Research And Development Of Surface Reconstructioin Of Unorganized Points

With the ever-enlarging domain of 3D data gathering and application, data from super computer, earth satellite, all kinds of scanners and various capture devices needs instant treatment. Since the calculating speed, store capability, display technology and web capability enhanced constantly, direct treatment of the data become a possibility. Surface reconstruction technology is to manage 3D information which is recorded in certain ways into data that can be reorganized and treated by computer. And the geometry information contained in 3D data can be restored into graphics therefore make quantitive analysis, display and treatment of the objects more convenient and fastMost of the research in this paper is about surface reconstruction from unorganized points which is one kind of surface reconstruction technology. Normally, we can divide this algorithm into three classes: the first is based on distance field and contour tracing, the second is based on three-dimensional Delaunay triangulation and the third is based on local area incremental algorithm.

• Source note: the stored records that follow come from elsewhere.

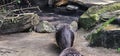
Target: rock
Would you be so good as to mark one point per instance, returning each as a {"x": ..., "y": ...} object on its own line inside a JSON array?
[
  {"x": 45, "y": 27},
  {"x": 74, "y": 26},
  {"x": 107, "y": 15},
  {"x": 18, "y": 23},
  {"x": 92, "y": 15},
  {"x": 108, "y": 37}
]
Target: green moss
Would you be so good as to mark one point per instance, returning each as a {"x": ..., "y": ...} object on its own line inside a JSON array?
[{"x": 92, "y": 15}]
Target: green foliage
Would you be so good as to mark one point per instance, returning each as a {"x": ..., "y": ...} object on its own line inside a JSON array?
[
  {"x": 97, "y": 32},
  {"x": 18, "y": 1},
  {"x": 105, "y": 24}
]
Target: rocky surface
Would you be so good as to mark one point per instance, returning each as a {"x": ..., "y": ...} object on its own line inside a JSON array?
[
  {"x": 44, "y": 27},
  {"x": 19, "y": 23},
  {"x": 43, "y": 44},
  {"x": 92, "y": 16}
]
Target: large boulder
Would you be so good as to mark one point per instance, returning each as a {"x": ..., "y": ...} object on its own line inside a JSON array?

After went deep into the thought, the computing flow and the reconstruction result of these three kinds of reconstruction algorithm, and did analysis on their time complexity, advantages and disadvantages, I integrate all the excellent thought of the three kinds and bring forward a new surface reconstruction method named surface reconstruction based on bread-first-search.This method brings the breadth-first-search algorithm in graph search area into our surface reconstruction field. From the incremental computing idea, we make full use of the state expanding characteristic of search algorithm. Recurring to octree space division, searching constraint,optimum vertex estimation and the thinking of Delaunay triangulation, we use initialized triangle as searching base and orientation edges as searching elements to reconstruct model surface gradually and symmetrically. The proposed algorithm supports grid simplified, parallel computing and visualization and do not depend much on parameters. In addition, holes and gaps can be filled optionally. Experimental results show that our algorithm is effective, robust and works well for models with arbitrary topology.